Topic 10
Encoder self-attention, masked decoder self-attention, encoder–decoder attention
Figure 1 neatly annotates overlapping blocks—inference code branches on mask tensors while sharing identical dot-product kernels.
Math & statistics used here
- Causal mask enforces a lower-triangular attention pattern; matrix view is applying softmax only to allowed columns.
- Padding masks zero out keys that are not real tokens—equivalent to −∞ logits on those columns before softmax.
- Cross-attention uses Q from decoder, K/V from encoder—shapes must align on d_k for QKᵀ.
- Autoregressive likelihood factorisation is strict probability: no peeking at future y_t when training with teacher forcing.
- Pre-norm Transformer update (conceptual): x ← x + Sublayer(LayerNorm(x)) for MHSA then again for FFN—keeps softmax logits in range while residuals carry gradients across depth.
Checklist you can map to code
- Encoder self-attention attends left-right freely over source tokens (subject to padding masks).
- Decoder self-attention masks future targets to preserve autoregressive likelihood during training.
- Encoder–decoder attention lets decoder queries inspect final encoder representations—alignment lives here analogous to older attention RNN hybrids.
- Layer norm placements (pre/post) subtly shift optimisation; implementations matter for mixed precision convergence.
- KV caching during autoregressive inference stores frozen encoder states/recomputed decoder KV across steps—engineering detail absent in the paper yet vital for latency.

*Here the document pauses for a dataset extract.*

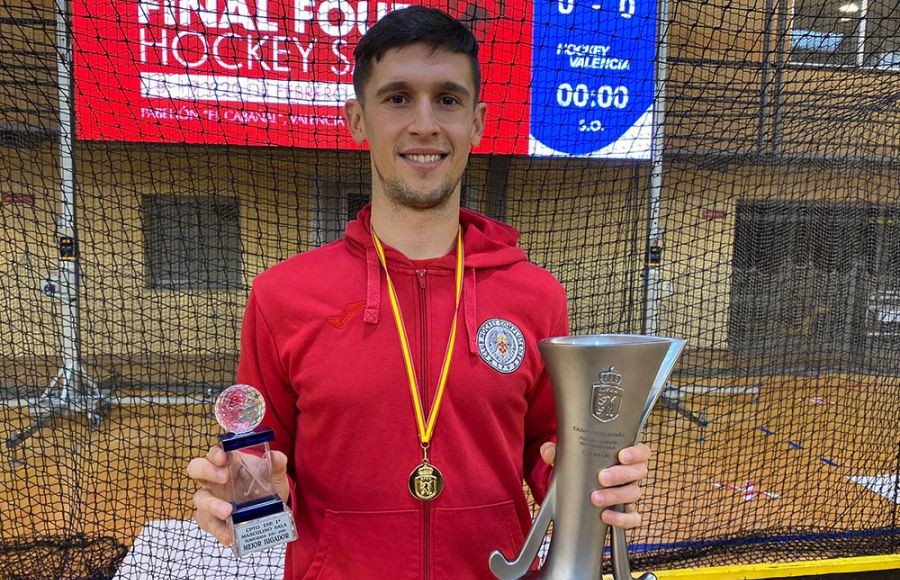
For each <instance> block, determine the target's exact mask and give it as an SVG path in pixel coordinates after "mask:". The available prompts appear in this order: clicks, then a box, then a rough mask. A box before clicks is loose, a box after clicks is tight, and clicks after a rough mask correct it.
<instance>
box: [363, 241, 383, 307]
mask: <svg viewBox="0 0 900 580" xmlns="http://www.w3.org/2000/svg"><path fill="white" fill-rule="evenodd" d="M380 305H381V264H380V263H379V262H378V252H376V251H375V246H369V247H368V248H366V311H365V314H364V316H363V319H364V320H365V321H366V322H367V323H368V324H378V313H379V307H380Z"/></svg>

Encoder stacks build deeply contextual token representations insensitive to causal direction—beneficial encoding entire French sentence semantics before emitting English left-to-right. Each layer alternates multi-head attention with position-wise feed-forward two-layer perceptrons plus residuals—think ‘token mixer’ then ‘channel mixer’ analogous to ConvNeXt narration.

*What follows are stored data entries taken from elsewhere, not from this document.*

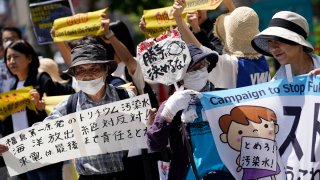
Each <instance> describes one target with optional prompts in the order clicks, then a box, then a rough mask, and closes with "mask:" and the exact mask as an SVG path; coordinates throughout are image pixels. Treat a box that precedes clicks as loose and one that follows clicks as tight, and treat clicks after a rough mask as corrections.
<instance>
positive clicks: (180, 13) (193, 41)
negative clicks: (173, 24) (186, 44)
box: [173, 0, 201, 47]
mask: <svg viewBox="0 0 320 180" xmlns="http://www.w3.org/2000/svg"><path fill="white" fill-rule="evenodd" d="M185 7H186V2H185V0H175V2H174V4H173V17H174V19H175V21H176V23H177V26H178V29H179V32H180V34H181V36H182V39H183V40H184V41H185V42H186V43H187V44H189V43H194V44H195V45H196V46H197V47H200V46H201V43H200V42H199V41H198V40H197V38H196V37H195V36H194V35H193V33H192V31H191V30H190V29H189V27H188V25H187V23H186V22H185V21H184V20H183V17H182V12H183V10H184V8H185Z"/></svg>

Decoder stacks intertwine causal masks with cross attention: causal mask ensures token i cannot peek at targets j>i when minimising teacher-forced likelihood; cross attention attends over full encoder breadth because source context is observable entirely when translating.
Framework code typically composes booleans broadcasting over attention logits; identical CUDA kernels specialised for causal versus full patterns exist—study them when optimising GPT versus BERT workloads.
Inference diverges dramatically: greedy decoding consumes previously generated logits; KV caches store prior keys/values to avoid quadratic recomputation—a concept already implicit behaviourally although later papers formalise paging for long chats.
Residual plus layer norm interplay ensures deep stacks converge; mishandling half-precision casts around softmax sometimes creates NaNs first visible in decoder masking corner cases—engineering war story mirroring recurrence clipping days.
Bridge to speech or vision hybrids: encoder–decoder survives in Whisper-like speech translation where acoustic encoders mimic text encoders—with identical attention plumbing sans recurrence.